The recommendations identify six terms to improve collaboration, allocate risk more fairly and deliver better project outcomes. They encourage parties to avoid certain clauses relating to fitness for purpose, unquantifiable risks (for example, in relation to asbestos), specified perils, blanket indemnities for breach of contract, uncapped liabilities and performance securities.
These recommendations are not binding on Build UK members – nor could they feasibly be made so. As with all contract negotiations, the parties must collaborate and find the compromise that best suits the project and the parties' interests.
Mark Castle acknowledged it will not be simple to create the necessary "seismic shift in industry performance" to achieve Build UK's stated goals. However, the recommendations create a good starting point for contract negotiations. They might well encourage parties to be more transparent about their needs at the outset and consider carefully what would enhance the parties' working relationship rather than opening negotiations with their usual standard form amendments.

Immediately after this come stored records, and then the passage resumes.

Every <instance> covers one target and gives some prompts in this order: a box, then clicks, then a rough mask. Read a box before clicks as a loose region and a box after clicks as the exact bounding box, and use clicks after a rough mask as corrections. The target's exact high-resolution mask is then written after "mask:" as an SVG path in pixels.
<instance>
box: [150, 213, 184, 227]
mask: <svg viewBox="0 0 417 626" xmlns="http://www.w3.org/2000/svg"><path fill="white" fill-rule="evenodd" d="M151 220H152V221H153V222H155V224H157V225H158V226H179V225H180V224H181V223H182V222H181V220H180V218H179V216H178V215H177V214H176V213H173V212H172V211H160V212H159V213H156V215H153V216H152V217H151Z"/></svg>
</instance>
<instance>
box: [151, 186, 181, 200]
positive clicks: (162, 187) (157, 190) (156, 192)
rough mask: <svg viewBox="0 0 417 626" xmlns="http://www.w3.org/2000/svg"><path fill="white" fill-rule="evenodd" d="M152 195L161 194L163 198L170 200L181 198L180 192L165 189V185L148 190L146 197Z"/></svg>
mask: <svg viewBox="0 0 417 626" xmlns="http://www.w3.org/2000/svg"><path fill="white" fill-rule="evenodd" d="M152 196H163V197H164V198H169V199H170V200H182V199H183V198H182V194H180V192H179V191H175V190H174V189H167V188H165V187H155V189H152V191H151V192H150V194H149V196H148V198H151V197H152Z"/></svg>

Task force to improve quality and standards
"In the UK, any person or company is legally allowed to undertake construction work without having to demonstrate a minimum level of competence."
So states the home page of the newly constituted Construction Licensing Task Force. Charged by the government with improving quality and standards and to address the construction industry's poor reputation, the task force is headed up by Liz Peace. It will develop a compulsory licensing scheme for construction. The benefits to which they aspire include:
- remove incompetent and rogue traders from the industry;
- offer a much higher level of consumer protection;
- increase construction output to boost the wider economy;
- drive up quality, professionalism and productivity;
- improve health and safety compliance; and
- improve the image of the industry.
The establishment of the task force follows the research carried out by the Federation of Master Builders (see "Licence to Build: A pathway to licensing UK construction".